I am preparing to take the jump into Qubes OS, by trying to configure a NitroPC2, which is on the certified hardware list.
The documentation clearly says you should take the integrated default graphics card, and you should take tianocore
But other than than, I was hoping to get some advice on the rest of the configuration.
CPU: i5 or i7
RAM: how much?
Memory: how much memory do you recommend in each of the 2 SSD and SATA slots? I would like to set some type of internal data back up system. Currently I have less than 500 GB of data (pdf files, excel files, pictures etc).
-Case sealing: what are the disadvantages? Cooling and access to the hardware perhaps? I don’t have an extreme threat model, I just think Qubes would fit my requirement for compartmentalization very well.
Budget: I “maxed out” all options in the configuration and it was still acceptable, assuming it will serve me for hopefully years to come
Use case: a lot of of office type work, consulting, accounting (specific accounting and ERP software), analysing data sets, video and photo editing, web browsing, …

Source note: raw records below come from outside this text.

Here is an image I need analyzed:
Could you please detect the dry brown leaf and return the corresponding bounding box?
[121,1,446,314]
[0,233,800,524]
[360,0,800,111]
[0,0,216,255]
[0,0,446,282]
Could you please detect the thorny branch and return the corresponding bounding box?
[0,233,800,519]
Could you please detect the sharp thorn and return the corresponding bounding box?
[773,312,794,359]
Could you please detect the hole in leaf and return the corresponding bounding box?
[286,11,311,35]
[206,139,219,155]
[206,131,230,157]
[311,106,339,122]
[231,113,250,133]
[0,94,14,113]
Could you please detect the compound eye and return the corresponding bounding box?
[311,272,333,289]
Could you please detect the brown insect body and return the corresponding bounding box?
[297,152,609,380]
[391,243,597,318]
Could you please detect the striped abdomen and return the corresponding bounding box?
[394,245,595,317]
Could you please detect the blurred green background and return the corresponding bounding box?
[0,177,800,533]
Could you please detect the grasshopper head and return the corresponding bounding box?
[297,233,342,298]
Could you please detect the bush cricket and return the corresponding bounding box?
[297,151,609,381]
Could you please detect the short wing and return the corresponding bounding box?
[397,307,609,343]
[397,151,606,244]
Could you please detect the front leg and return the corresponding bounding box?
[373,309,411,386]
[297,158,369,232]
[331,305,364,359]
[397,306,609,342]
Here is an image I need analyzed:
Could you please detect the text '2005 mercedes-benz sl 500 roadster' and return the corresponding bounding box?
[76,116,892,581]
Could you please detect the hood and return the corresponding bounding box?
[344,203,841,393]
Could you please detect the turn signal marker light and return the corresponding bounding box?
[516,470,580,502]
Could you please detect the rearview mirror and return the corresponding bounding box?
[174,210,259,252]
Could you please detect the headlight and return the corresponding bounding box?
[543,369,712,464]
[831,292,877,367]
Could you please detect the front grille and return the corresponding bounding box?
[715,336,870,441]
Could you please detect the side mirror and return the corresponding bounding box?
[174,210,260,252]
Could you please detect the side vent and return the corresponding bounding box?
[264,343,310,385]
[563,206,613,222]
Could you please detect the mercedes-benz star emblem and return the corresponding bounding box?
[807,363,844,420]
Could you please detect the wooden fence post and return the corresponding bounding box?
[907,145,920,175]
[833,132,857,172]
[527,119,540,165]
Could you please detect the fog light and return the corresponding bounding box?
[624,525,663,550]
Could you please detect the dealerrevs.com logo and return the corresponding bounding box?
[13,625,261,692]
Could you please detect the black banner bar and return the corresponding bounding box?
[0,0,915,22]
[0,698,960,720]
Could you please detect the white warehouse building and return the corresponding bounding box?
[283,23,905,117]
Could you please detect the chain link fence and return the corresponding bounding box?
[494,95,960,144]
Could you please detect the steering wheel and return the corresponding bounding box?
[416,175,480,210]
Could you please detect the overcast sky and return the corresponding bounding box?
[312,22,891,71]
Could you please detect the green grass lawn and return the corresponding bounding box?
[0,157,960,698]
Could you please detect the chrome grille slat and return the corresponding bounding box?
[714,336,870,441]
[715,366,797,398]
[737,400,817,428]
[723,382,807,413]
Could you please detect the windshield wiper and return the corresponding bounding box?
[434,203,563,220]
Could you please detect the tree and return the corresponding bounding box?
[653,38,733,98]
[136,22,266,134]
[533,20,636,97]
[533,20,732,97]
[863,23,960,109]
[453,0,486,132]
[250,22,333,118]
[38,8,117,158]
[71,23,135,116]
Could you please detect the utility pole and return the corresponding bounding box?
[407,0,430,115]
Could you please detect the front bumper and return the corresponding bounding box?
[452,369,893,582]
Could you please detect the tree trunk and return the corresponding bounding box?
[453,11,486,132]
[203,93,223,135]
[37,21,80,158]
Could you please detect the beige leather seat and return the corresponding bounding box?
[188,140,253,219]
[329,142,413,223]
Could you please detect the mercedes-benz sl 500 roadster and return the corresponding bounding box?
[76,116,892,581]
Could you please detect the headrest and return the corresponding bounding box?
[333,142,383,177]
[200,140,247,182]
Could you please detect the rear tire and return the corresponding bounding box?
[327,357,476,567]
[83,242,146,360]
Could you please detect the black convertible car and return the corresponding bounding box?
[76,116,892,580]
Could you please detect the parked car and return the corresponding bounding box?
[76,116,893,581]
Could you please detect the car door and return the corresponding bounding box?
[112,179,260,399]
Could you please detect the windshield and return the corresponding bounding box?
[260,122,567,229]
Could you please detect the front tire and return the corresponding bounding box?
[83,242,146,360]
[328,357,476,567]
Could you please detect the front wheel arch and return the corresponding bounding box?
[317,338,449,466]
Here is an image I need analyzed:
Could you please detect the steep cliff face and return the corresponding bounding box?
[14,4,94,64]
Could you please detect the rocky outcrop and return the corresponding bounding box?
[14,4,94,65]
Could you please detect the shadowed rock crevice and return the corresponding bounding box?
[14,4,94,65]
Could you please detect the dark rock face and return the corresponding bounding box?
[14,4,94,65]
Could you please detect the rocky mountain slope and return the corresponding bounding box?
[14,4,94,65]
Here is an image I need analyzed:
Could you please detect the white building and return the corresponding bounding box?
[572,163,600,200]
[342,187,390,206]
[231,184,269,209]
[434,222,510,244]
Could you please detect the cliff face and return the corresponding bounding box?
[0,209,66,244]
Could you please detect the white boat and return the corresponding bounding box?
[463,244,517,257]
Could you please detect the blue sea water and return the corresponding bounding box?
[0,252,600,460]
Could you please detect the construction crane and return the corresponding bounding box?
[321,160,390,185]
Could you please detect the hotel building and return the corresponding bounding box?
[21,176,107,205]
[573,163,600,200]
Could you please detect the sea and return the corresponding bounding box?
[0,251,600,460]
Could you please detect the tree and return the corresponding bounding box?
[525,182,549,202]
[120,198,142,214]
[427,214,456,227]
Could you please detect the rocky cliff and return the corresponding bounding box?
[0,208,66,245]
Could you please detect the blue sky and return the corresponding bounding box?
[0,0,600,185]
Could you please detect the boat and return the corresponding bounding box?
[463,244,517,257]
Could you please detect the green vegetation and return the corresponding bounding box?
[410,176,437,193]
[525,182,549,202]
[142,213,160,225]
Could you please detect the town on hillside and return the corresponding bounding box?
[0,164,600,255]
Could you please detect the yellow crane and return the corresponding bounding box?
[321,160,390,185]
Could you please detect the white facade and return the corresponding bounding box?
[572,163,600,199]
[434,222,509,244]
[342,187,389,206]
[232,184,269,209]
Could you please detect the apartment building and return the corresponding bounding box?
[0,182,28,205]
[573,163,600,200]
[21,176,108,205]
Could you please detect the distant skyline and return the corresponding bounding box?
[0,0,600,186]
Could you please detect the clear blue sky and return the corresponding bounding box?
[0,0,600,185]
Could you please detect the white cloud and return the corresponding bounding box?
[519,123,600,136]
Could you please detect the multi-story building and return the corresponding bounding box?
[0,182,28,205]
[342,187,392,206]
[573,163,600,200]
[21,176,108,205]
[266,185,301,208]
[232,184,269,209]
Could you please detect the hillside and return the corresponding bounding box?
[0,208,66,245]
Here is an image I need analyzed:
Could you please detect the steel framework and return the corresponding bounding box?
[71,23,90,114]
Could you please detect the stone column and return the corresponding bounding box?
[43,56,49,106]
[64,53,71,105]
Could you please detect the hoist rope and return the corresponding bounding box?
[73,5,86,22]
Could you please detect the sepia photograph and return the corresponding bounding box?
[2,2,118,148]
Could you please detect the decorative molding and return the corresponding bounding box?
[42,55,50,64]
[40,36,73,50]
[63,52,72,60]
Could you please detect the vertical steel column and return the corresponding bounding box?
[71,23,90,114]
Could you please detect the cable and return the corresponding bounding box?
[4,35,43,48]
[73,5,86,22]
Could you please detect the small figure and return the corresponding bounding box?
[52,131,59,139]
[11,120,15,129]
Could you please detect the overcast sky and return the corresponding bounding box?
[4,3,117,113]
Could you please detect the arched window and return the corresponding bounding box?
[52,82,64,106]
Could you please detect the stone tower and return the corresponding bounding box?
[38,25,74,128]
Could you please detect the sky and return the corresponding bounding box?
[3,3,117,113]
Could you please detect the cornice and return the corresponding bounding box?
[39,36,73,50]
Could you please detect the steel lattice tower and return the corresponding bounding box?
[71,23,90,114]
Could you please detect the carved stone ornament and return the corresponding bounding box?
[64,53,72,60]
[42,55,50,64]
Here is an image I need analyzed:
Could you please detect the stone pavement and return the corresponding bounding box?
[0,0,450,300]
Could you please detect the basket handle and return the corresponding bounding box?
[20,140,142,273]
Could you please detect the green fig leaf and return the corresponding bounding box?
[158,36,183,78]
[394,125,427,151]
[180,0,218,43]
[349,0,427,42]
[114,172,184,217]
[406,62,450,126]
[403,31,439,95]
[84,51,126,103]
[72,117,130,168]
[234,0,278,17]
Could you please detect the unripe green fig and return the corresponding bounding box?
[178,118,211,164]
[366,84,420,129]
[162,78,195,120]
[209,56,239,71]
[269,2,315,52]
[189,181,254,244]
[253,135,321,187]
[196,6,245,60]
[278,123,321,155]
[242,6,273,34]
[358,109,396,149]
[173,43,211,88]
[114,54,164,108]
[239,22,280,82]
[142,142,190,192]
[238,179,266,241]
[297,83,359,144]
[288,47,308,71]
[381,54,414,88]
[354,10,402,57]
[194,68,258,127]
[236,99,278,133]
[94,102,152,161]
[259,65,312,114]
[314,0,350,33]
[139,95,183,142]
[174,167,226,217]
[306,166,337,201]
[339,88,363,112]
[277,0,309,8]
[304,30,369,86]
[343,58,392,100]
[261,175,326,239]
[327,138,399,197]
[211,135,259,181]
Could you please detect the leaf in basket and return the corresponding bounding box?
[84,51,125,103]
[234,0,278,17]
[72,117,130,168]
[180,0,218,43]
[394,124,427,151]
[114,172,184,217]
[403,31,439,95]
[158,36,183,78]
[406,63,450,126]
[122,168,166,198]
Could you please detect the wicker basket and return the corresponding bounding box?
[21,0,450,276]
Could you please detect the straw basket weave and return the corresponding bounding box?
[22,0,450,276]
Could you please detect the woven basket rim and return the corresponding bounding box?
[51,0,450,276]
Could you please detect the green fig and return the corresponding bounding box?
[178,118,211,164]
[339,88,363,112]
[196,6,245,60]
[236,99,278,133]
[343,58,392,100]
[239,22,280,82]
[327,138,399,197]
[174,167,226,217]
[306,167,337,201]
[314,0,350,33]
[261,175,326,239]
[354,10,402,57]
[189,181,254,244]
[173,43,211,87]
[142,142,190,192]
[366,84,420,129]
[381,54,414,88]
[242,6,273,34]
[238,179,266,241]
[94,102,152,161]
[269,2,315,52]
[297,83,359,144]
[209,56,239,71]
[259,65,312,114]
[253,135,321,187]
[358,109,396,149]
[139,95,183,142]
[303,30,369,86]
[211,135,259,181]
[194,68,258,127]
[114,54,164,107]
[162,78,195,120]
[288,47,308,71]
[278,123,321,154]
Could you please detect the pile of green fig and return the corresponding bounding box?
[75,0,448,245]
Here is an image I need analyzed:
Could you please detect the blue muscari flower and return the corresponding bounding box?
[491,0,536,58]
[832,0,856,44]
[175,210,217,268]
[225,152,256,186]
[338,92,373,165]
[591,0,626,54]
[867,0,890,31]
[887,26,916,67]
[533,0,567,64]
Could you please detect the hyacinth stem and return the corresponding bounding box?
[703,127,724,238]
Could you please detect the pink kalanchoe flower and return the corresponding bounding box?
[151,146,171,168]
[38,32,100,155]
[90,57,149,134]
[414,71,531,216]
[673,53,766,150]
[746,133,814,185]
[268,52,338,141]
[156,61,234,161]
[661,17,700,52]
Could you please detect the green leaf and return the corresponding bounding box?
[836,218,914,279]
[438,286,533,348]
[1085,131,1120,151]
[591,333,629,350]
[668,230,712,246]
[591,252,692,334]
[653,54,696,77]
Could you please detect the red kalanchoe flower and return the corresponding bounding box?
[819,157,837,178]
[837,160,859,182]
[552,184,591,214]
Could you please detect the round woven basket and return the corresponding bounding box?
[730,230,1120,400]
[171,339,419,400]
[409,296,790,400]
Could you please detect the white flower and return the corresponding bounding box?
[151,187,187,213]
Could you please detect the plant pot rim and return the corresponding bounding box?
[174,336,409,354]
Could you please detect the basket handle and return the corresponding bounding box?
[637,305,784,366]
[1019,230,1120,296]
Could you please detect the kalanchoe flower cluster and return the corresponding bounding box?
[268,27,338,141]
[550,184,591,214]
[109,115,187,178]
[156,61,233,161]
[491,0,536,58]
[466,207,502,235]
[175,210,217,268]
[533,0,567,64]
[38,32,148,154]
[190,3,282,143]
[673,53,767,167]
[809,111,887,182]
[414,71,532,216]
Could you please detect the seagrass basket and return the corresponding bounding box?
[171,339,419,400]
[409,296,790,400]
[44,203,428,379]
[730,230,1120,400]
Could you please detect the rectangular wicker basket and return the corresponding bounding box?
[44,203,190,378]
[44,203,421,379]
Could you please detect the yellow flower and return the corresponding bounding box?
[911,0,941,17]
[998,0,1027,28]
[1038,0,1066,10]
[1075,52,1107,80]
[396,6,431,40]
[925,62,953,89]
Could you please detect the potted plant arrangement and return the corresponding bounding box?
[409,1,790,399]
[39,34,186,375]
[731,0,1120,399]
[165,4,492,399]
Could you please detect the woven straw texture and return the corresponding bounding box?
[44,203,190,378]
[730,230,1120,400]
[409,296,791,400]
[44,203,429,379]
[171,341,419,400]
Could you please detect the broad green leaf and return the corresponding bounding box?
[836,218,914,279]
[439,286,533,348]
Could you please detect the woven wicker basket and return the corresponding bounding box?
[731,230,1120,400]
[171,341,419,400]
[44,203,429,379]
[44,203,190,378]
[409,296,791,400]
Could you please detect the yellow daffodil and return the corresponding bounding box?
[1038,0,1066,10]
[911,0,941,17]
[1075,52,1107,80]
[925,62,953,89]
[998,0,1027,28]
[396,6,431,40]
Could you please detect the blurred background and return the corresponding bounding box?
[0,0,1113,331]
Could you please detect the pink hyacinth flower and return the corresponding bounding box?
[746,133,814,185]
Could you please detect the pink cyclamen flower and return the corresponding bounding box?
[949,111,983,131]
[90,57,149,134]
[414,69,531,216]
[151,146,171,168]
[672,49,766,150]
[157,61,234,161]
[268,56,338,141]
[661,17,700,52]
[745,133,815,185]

i7 if you have the budget, the more CPU power the better
depends how much qubes you have, it’s also possible to upgrade this later, depending on budget, take 32 or 64 GB, but it really depends what you need
Take one big storage in a single slot, this leaves the second slot for a further upgrade. If you do not have more than 500 GB, buy 1 TB or 2 TB depending on budget. Being tight on storage is always really annoying.
it’s just to have a proof that the system was not opened during shipping, maybe could be used too when you own it to check it was not opened. I don’t think it’s useful for most users, if you wonder why it’s useful you certainly don’t need it
Qubes OS is not really great for this task because of the lack of GPU acceleration
Thank you very very much. As for the sealing, I guess that’s useful for identifying evil maid attacks and such, but in the end, is it not also a matter of trust that the sealing is not simulated by an adversary? I guess no sealing at all would make it even easier… So I mainly wonder about the disadvantages, as the advantages are clear. Does it possibly create ventilation issues or make it more difficult to add extra memory later?
As for Qubes OS ultimately being a good fit, I suppose there is only one way to find out. In any case, the Qubes OS hardware certification criteria still seem valuable, even if you end up going with another Linux distribution. That’s how I have been thinking about it.
I would personally probably still go with a variant that has an nvidia dGPU. In your workflow, image/video editing will most probably need a dGPU passed through to a VM, otherwise the performance will be horrible. While that config is not certified and it’s a risk, for me personally a lack of dGPU would be a big no-no.
While a dedicated GPU can be used this way, the setup is really not straightforward, unfortunately. This is not a plug and play situation, and Qubes OS does not have any specific tool to make this easy to my knowledge.
This only shows that the device was not opened, but all your peripherals could be tampered.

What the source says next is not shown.